Shuffling training set (with numpy.random.shuffle or torch.permute) results in a pytorch error.

Main causes of test failures found

Causes of Test Failure

To understand the causes of massive test failures,

  1. PyTorch tensors (on the low level) are strictly-typed and does not support dynamic casting. For example, one can not add a Double tensor with a Float tensor without explicitly casting one to the other's type.

  2. PyTorch supports globally setting the default type of tensors via torch.set_default_dtype(...), which will be used for all tensors subsequently created, until the current process exits. If no calls to torch.set_default_dtype are made, PyTorch will work out default tensor type using some unknown strategies.

  3. When python evaluates a script (for import or any other purposes), it runs everything in that module verbatim. In other words, Python is not intelligently only evaluate bar when a user executes from foo import bar. Instead, it runs (evaluates) the entire file foo.py and registers foo.bar to the current namespace.

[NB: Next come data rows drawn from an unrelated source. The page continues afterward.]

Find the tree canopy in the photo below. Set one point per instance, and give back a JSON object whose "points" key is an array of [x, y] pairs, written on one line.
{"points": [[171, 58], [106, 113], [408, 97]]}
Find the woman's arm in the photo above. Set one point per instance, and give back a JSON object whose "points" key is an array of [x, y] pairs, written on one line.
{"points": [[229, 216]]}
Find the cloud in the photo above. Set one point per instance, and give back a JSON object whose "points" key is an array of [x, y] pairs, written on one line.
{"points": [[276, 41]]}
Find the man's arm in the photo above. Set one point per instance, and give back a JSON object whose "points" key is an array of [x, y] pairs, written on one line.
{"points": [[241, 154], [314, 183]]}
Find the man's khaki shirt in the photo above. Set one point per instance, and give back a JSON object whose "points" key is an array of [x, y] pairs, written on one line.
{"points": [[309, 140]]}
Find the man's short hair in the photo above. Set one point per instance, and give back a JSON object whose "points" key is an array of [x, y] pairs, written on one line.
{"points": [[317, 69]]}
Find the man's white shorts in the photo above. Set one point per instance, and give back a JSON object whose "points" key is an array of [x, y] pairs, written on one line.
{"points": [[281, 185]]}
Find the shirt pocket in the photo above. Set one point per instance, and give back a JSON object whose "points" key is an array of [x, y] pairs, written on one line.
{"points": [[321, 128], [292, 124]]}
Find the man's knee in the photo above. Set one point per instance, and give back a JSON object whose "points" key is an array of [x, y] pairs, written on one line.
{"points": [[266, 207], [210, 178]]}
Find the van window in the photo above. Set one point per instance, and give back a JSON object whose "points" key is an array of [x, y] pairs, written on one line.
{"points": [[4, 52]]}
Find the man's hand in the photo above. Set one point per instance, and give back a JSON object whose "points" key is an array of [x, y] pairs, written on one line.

  4. [To be confirmed] When pytest is executed with no arguments, it searches for all files matching the test_*.py pattern, executes them one at a time (in the same process), registers all target functions beginning with test in all files, and runs all registered targets. Note that in this manner, if default types are specified multiple times in different .py files, only the last call takes effect.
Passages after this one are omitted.